I have the following code, which basically calculates d_s s.t. d_x=d_Q*d_s, by iterating the following two equations:
d_e = d_x - d_Q*d_s
d_s = d_s + alpha * d_W * d_e
where d_W is the transpose of d_Q
for (i = 0; i < 6; ++i){
cutStartTimer( timer);
cublasScopy(DIMX, d_x, 1, d_e, 1);
cublasSgemv('N', DIMX, DIMS, -1.0, d_Q, DIMX, d_s, 1, 1.0, d_e, 1);
cublasSgemv('N', DIMS, DIMX, alpha, d_W, DIMS, d_e, 1, 1.0, d_s, 1);
cutStopTimer( timer);
}
If the iteration number is below six then the average processing time for the 3 functions is around 0.05 ms. When I increase the iteration number to 100 the average processing time becomes 1.5 ms per iteration. (DIMX=161024, DIMS=1616).

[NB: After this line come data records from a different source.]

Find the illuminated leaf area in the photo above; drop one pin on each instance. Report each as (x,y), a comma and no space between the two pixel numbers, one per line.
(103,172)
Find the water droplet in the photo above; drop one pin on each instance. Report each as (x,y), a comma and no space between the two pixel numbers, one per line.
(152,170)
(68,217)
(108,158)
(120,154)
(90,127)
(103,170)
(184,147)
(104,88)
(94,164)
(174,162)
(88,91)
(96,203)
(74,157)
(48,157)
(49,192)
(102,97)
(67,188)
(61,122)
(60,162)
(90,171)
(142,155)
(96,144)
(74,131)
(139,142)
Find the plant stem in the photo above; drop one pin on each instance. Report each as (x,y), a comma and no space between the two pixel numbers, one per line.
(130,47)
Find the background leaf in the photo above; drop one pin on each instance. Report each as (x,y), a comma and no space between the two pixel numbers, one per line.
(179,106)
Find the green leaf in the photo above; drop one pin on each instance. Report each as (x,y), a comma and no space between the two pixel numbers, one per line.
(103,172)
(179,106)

If I omit the 3rd cublas function call then the slowdown rate is much smaller.
I’m using a GF8800GTX with clock and memory speed decreased to minimum, if I reset to default values the same slowdown effect occurs. I use the graphic card for the display too, but that means only a 5s limit, if I’m right.
Do you have any idea why is this slowdown happening when I increase the iteration number?